The Xeroxed sign mounted with Scotch tape next to the elevator reads:

"Are you sure you can't take the stairs and reduce elevator energy usage?"

Like many of you, I am working for an employer on a serious green kick.

This political correctness has bugged the snot out of me for months. I often take the elevator even when I don't need to just to spite it. "Turn off that monitor ..." (which already has built-in automatic power down) "..., PC, and unplug those phone chargers when not in use." Okay, the phone chargers I admit I did not think of. "Don't forget to turn out the lights." (most of which are timed and shut off automatically and the rest are motion activated when someone enters the room and then shut off when everyone has left)

And then there's "the z". What is most frustrating about the whole energy conservation pep rally is that my team is already saving gobs of juice. We're the good guys! And we didn't start saving energy when it came into vogue: consolidate and virtualize, lose the cabling rat's nest, share computing on a grand scale, all while enjoying even better reliability than the other hardware you left behind.

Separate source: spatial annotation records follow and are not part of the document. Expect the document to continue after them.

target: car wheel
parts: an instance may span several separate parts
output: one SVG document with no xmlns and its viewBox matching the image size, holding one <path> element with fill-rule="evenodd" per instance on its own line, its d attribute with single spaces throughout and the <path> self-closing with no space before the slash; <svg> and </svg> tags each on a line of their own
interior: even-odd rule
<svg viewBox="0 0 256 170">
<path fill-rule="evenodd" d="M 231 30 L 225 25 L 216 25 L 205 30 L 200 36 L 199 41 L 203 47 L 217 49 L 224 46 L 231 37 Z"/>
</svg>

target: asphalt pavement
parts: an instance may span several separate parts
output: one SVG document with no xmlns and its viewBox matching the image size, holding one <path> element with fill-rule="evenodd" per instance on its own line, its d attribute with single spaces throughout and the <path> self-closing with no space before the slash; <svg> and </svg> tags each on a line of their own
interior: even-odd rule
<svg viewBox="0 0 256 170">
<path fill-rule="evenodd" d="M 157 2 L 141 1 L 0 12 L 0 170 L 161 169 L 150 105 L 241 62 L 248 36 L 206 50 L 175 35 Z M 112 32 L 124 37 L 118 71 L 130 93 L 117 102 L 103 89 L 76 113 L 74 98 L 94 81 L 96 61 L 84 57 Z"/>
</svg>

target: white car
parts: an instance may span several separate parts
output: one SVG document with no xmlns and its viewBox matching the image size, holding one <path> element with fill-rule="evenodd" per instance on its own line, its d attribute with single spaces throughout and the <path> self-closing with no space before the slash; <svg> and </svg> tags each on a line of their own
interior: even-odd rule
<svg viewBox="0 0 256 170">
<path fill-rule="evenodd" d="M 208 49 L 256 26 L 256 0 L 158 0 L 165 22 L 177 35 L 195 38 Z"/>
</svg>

To the reader unfamiliar with IBM class mainframes, they're really not so different. A z10 is just a computer. It can run Linux. Heck, it can run Solaris. If we traditional mainframers are fond of z/OS and z/VM and such, it's just that we have gotten to know these other operating systems. You can too! Or you can stick with Linux and still reap the hardware benefits. (Windows might be a little tough ... if that Birmingham outfit takes much longer with there magic.)

This is cool hardware, pun intended. Try this: Head to your machine room. Walk past a Sun or an HP rack. Then walk past a z10. Not only redundant and reliable, but easy on your wattage wallet. This is why you see entertaining ads like the one where all the servers have been slurped up into one frame. ("Great Server Heist") A data center which can cut lose that many servers would freeze from the sudden loss of cabin pressure. In reality, the savings in air conditioning are substantial. The mainframe is cheaper to run and cheaper to cool.

Personally, I'm fond of VM. (Notice that I often spell it without the requisite "z/" prefix.) It's the original personal computer. It's the he-man of hypervisors, the vanguard of virtualization. On VM, it's almost trivial to bring a POSIX workload from any other platform (AIX, HP, Solaris). Create a virtual machine for each such instance. The advantages of this go way beyond the ecological point of this post. Let me try to stay on track.

And olde z/OS is at no loss in the green climate. Do more? You betcha. While SETI scrapes wasted cycles from idle desktop machines around the world, z/OS manages to run real business batch jobs keeping your z10 at 90% busy, or more, and still give sub-second response time to interactive apps. (Maybe I should move SETI to z/OS since the sign told me to turn off my PC when heading home.)